Financiado pelo Instituto Nacional de Saúde dos Estados Unidos (NIH, em inglês), o levantamento coordenado por Ester Sabino, da Fundação Pró-Sangue de São Paulo, foi feito a partir da análise de bolsas de sangue coletadas nos hemocentros de São Paulo, Minas e Pernambuco. Durante a apresentação dos resultados, em congresso da Associação Americana de Bancos de Sangue, a autora classificou como "alto" o risco residual para HIV em transfusões de sangue no Brasil. A doação no País, no entanto, é precedida de uma série de cuidados: os candidatos passam por entrevistas para detectar situações de risco de contaminação recente com o vírus. Passada essa fase, o sangue é submetido a testes para identificar a presença do HIV.
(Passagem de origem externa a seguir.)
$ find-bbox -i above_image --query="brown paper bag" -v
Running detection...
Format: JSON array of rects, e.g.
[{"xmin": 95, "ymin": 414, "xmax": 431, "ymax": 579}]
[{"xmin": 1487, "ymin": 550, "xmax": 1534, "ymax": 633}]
O problema está no que médicos chamam de janela imunológica, período no qual a presença do vírus não é descoberta pelo exame. O mesmo problema ocorre com hepatite C, cuja janela imunológica é de 50 dias. Os reflexos dos exames "falso negativos" podem ser constatados nas estatísticas. Dados do Ministério da Saúde mostram que 13,3% dos casos da doença confirmados em 2009 foram causados por transfusão de sangue.

Exame mais seguro está atrasado

Uma das alternativas para melhorar a segurança é a introdução de rotina do uso de um teste batizado de NAT, que identifica traços do vírus no sangue e não de anticorpos, como os exames tradicionais.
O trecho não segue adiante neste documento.